Bekeken moet worden of de vertaalde passages op zichzelf de tenlastelegging van een bepaald feit opleveren. De passages waarin de verdachte [bedrijf 1] beschuldigt van collaboreren tijdens de oorlog leveren geen tenlasteleggingen van een bepaald feit op. Er zijn, zo blijkt ook uit het onderzoek van [naam 10] , meerdere invullingen van het begrip ‘collaboreren’ mogelijk. Het begrip kenmerkt zich derhalve door onbepaaldheid, zodat hier niet gezegd kan worden dat sprake is van tenlastelegging van een bepaald feit. Het ‘bieden van hulp aan terrorisme’ is dermate vaag en ongericht dat hier evenmin sprake kan zijn van een bepaald feit.
De passage “Therefore it is obvious … t/m …worst crime in history” verzonden aan [naam 2] is onbegrijpelijk en dus geen tenlastelegging van een bepaald feit aan het adres van [bedrijf 1]
Gelet op het voorgaande dient de verdachte van bijna alle tenlastegelegde passages te worden vrijgesproken, nu geen sprake is van smaad. De enige passages waar mogelijk sprake zou kunnen zijn van smaad zijn de passages over het smokkelen van kunst door [benadeelde 1] . Hiervoor dient echter geen straf te worden opgelegd. Blijkens het krantenartikel uit [krant] bestond er op dat moment maatschappelijke belangstelling voor de gebeurtenissen rondom het door [benadeelde 1] in strijd met de wet ingevoerde kunstwerk. Nu er sprake van was dat verdachte te goeder trouw heeft kunnen aannemen dat hetgeen hij over [benadeelde 1] heeft opgemerkt waar was en dat het algemeen belang dit eiste was sprake van de omstandigheid als bedoeld in artikel 261, lid 3, Sr zodat van smaad noch laster sprake is geweest.

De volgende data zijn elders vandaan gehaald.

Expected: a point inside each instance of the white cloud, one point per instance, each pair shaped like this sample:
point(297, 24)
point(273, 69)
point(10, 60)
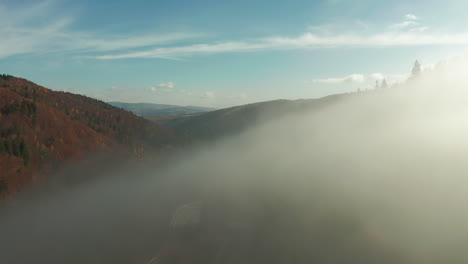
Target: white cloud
point(169, 85)
point(411, 17)
point(36, 29)
point(352, 78)
point(208, 95)
point(23, 31)
point(304, 41)
point(404, 24)
point(377, 76)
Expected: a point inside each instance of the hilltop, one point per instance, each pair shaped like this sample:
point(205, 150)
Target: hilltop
point(147, 109)
point(41, 129)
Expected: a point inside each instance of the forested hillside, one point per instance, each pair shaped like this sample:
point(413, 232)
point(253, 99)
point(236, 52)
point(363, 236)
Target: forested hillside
point(41, 129)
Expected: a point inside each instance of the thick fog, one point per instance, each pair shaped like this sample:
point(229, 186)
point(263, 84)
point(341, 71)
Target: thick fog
point(378, 177)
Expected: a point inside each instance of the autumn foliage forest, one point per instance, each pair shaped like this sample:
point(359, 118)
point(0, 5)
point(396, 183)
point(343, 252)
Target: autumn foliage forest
point(41, 130)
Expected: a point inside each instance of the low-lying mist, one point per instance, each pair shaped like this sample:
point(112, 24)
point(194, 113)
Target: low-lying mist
point(379, 177)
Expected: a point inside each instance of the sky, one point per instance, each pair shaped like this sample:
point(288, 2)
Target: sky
point(224, 53)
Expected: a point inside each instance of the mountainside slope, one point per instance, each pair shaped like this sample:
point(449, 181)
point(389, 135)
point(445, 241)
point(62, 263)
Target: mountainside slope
point(215, 124)
point(146, 109)
point(41, 129)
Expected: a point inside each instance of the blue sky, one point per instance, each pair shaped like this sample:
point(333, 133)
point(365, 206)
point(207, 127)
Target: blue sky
point(224, 53)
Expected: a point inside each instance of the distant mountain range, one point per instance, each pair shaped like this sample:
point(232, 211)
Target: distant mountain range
point(233, 120)
point(146, 109)
point(41, 129)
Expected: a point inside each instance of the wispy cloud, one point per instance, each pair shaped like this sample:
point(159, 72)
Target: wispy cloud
point(208, 95)
point(169, 85)
point(412, 17)
point(363, 80)
point(416, 37)
point(352, 78)
point(22, 33)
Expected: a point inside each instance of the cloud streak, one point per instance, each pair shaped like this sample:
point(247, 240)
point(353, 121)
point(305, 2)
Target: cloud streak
point(305, 41)
point(22, 34)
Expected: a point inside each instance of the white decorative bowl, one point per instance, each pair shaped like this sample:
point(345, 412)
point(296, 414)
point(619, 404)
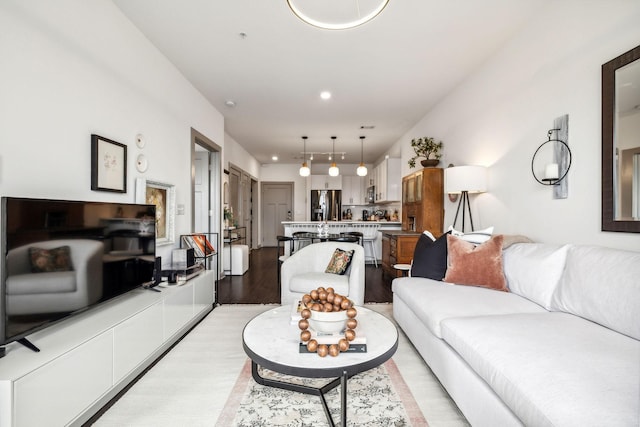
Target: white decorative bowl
point(328, 322)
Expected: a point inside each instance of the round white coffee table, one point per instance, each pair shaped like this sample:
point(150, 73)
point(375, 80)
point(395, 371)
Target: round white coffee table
point(272, 340)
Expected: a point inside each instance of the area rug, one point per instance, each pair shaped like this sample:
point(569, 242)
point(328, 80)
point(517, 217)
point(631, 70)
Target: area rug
point(378, 397)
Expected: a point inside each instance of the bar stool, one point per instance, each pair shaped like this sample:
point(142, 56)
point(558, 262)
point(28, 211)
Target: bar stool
point(357, 234)
point(369, 236)
point(303, 238)
point(281, 244)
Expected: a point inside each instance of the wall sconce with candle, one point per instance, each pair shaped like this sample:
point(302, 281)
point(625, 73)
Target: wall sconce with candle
point(551, 161)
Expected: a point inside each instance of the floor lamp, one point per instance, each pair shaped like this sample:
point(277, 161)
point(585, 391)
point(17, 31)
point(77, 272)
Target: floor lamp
point(464, 180)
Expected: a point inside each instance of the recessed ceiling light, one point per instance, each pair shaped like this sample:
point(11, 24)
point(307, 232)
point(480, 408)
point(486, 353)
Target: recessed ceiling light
point(329, 17)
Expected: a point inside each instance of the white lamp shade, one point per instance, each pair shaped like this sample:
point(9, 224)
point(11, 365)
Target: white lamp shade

Vrijheid van meningsuiting ex artikel 261, lid 3, Sr en artikel 10 EVRM
Op grond van artikel 10 EVRM kan de vrijheid van meningsuiting slechts worden beperkt wanneer dit noodzakelijk is in een democratische samenleving. De verdachte heeft in zijn brieven meestal een advies of aanmoediging gegeven om in het vervolg bij de overwegingen over het contact met de familie of het kantoor [benadeelde 1] na te denken over het verleden dat volgens de verdachte aan de familie of het kantoor kleeft. Het betreft steeds personen of instellingen die in de ogen van de verdachte zouden moeten weten van deze geschiedenis. Het betreft bovendien actuele onderwerpen. Binnen de verhoudingen tussen enerzijds het belang van het benoemen van bepaalde zaken door de verdachte en anderzijds de bescherming van de eer en goede naam van de familie en het kantoor [benadeelde 1] , dient de bescherming van de vrijheid van meningsuiting voorrang te krijgen, zodat aan de verdachte een beroep toekomt op de rechtvaardigingsgrond voortvloeiend uit zowel artikel 10 EVRM als uit artikel 261, lid 3, Sr. Om die reden dient de verdachte te worden ontslagen van alle rechtsvervolging, aldus de raadsman.
Het hof overweegt het volgende.
Ontvankelijkheid van het openbaar ministerie
Namens de maatschap [bedrijf 1] en alsmede namens [benadeelde 1] , [benadeelde 3] en mevrouw [benadeelde 2] is op 9 oktober 2007 een klacht opgesteld ex artikel 12 van het Wetboek van Strafvordering (Sv) tegen de beslissing van het openbaar ministerie om de verdachte niet te vervolgen ter zake van onder andere laster en smaad, welke klacht op 10 oktober 2007 bij het hof is binnengekomen.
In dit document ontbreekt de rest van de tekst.